SVCB, Zodiak, Teams, DNS, RFC3161, Bias, Cloudflare, YAP!, Nym

  1. Speeding up HTTPS and HTTP/3 negotiation with DNS (@ Cloudflare Blog)- I did enable HTTP/3 & QUIC a half a year ago or something with Firefox. And it caused annoying unexpected hangs. Now I'll retry if it's already good to go. Based on quick check, the only major site almost completely using HTTP/3 seems to be Google, Facebook and sites utilizing Cloudflare or Fastly. kw: SVCB/HTTPS, HTTPS DNS record type.

  2. Some people say that it's not a bad thing if some issue is patched a few versions ago. No, it's a bad thing. Many people don't want to install any updates, because those constantly break and brick systems which were earlier working. So, if there's flaw, it doesn't matter it's patched. Because nobody really wants to install those fixes, which probably sabotage your system in so many other ways. Probability of being targeted by attackers and they exploiting the flaw, are much lower than the probability that update destroys your environment. I'm constantly unfortunately seeing this. From several vendors and software products. Microsoft, Teams, Office, Windows, Android Firefox, Android in general and so on. - There are no words saying how bad code Microsoft Teams is, it's absolutely total nightmare.

  3. It was interesting to see that the Zodiak killers messages with quite a simple cipher yet it took this long to decrypt.
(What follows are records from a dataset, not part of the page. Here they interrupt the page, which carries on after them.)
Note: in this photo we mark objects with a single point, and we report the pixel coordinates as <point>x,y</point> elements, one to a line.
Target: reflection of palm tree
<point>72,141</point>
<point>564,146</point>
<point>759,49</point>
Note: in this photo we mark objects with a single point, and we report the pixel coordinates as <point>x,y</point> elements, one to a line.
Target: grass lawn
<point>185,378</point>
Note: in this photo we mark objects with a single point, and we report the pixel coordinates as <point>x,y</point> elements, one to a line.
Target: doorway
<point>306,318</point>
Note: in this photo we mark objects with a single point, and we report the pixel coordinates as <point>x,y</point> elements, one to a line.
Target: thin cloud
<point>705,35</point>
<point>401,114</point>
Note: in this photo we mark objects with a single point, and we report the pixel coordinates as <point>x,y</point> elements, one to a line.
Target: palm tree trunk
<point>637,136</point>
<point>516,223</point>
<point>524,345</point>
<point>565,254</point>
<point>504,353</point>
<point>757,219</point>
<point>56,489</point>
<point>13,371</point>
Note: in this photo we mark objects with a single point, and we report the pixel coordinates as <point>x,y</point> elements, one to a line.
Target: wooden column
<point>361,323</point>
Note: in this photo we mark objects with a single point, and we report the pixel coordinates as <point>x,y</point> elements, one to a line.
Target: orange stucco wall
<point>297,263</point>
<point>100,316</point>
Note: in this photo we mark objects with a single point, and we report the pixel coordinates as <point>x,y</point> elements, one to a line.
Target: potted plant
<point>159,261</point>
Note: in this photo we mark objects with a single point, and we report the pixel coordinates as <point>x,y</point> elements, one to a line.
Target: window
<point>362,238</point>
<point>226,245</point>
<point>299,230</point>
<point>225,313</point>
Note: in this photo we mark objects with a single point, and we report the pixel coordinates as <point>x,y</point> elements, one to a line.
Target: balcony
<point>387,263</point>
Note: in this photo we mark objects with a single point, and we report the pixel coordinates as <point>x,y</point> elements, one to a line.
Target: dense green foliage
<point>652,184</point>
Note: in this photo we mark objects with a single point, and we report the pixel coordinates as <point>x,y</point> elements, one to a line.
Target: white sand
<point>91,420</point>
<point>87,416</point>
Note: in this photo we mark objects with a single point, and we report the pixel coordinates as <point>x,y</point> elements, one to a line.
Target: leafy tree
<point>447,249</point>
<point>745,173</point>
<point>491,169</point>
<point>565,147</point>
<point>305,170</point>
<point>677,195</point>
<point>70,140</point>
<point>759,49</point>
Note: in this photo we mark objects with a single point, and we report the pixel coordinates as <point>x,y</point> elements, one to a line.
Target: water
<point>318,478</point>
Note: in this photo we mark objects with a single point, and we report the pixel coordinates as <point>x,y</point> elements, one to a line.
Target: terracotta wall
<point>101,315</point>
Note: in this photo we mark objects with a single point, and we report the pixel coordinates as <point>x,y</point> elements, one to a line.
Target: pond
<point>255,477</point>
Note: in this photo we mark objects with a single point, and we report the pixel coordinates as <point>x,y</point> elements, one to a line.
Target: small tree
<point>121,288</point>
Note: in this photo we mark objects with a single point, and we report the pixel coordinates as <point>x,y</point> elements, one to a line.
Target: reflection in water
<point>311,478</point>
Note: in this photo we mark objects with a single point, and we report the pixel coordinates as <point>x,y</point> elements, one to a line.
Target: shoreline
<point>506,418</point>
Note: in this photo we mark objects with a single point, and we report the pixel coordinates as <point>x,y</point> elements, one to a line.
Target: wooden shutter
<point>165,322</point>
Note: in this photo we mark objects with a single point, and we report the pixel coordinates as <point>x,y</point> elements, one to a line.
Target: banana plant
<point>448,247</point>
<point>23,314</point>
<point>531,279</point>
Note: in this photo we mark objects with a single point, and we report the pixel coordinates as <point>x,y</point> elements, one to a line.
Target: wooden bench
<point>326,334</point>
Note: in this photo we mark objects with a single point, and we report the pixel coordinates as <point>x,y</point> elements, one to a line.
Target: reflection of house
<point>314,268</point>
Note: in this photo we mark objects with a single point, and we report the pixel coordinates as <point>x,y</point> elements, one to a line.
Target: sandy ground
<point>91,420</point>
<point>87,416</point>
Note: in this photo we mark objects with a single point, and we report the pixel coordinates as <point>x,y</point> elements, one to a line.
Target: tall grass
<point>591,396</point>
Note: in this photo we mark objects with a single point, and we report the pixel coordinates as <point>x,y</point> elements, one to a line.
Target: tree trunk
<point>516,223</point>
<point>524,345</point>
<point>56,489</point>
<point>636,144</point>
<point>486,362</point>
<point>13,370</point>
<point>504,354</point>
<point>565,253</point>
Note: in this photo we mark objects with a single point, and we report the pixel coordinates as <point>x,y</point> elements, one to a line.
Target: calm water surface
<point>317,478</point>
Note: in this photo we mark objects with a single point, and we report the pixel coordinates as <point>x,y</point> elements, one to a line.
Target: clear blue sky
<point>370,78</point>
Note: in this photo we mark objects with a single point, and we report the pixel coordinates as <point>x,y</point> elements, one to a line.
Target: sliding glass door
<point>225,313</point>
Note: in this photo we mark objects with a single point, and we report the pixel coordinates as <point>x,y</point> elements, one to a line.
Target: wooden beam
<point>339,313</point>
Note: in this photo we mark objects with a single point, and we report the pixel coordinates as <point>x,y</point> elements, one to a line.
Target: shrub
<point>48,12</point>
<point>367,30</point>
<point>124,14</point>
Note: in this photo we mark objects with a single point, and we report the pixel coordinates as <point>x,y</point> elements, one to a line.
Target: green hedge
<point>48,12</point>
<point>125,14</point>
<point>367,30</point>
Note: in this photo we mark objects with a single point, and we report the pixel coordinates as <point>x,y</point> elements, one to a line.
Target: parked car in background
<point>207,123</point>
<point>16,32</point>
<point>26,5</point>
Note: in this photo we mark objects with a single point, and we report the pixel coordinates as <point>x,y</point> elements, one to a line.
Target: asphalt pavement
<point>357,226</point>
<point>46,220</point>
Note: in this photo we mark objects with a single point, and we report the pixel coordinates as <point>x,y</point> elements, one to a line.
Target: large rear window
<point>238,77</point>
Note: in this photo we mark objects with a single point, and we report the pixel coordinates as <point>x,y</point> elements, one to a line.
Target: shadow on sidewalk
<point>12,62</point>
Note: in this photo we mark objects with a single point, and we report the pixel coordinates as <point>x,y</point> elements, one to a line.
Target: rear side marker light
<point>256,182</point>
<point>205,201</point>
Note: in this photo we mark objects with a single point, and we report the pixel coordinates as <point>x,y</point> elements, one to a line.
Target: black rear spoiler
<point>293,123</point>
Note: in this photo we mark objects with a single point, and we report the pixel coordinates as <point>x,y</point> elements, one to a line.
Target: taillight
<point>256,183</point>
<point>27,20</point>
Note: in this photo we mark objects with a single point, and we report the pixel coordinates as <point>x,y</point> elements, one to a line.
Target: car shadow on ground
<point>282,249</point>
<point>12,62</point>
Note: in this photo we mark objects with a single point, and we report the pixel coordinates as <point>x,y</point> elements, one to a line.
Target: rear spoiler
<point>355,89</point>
  4. Microsoft Teams, now HTML tags in messages are leaking visible to end users in UI. Honestly, who makes this kind of ... Such great job again!

  5. Helped a friend to setup DNS DB solution, where you can safely utilize ODoH to hide your IP-address and read, write and update key value data in database using DNS queries over DoH. Of course it also supports fallback using traditional DNS and DNSSEC. But using ODoH + DoH makes it really easy to utilize common protocols for creating a covert communication channel. I kind of liked the solution, helped with hosting provider selection, setup and testing. Didn't have time to help with documentation or the source code itself. But I did review the plan and consider related security aspects. All you need is DNS access, HTTP / HTTPS or TCP isn't required. + DNSSEC obviously. It's very similar to - dnsimple - dnstore (@ / dnstore (@ GitHub). Yet dnsimple doesn't allow updates via DNS only to the database.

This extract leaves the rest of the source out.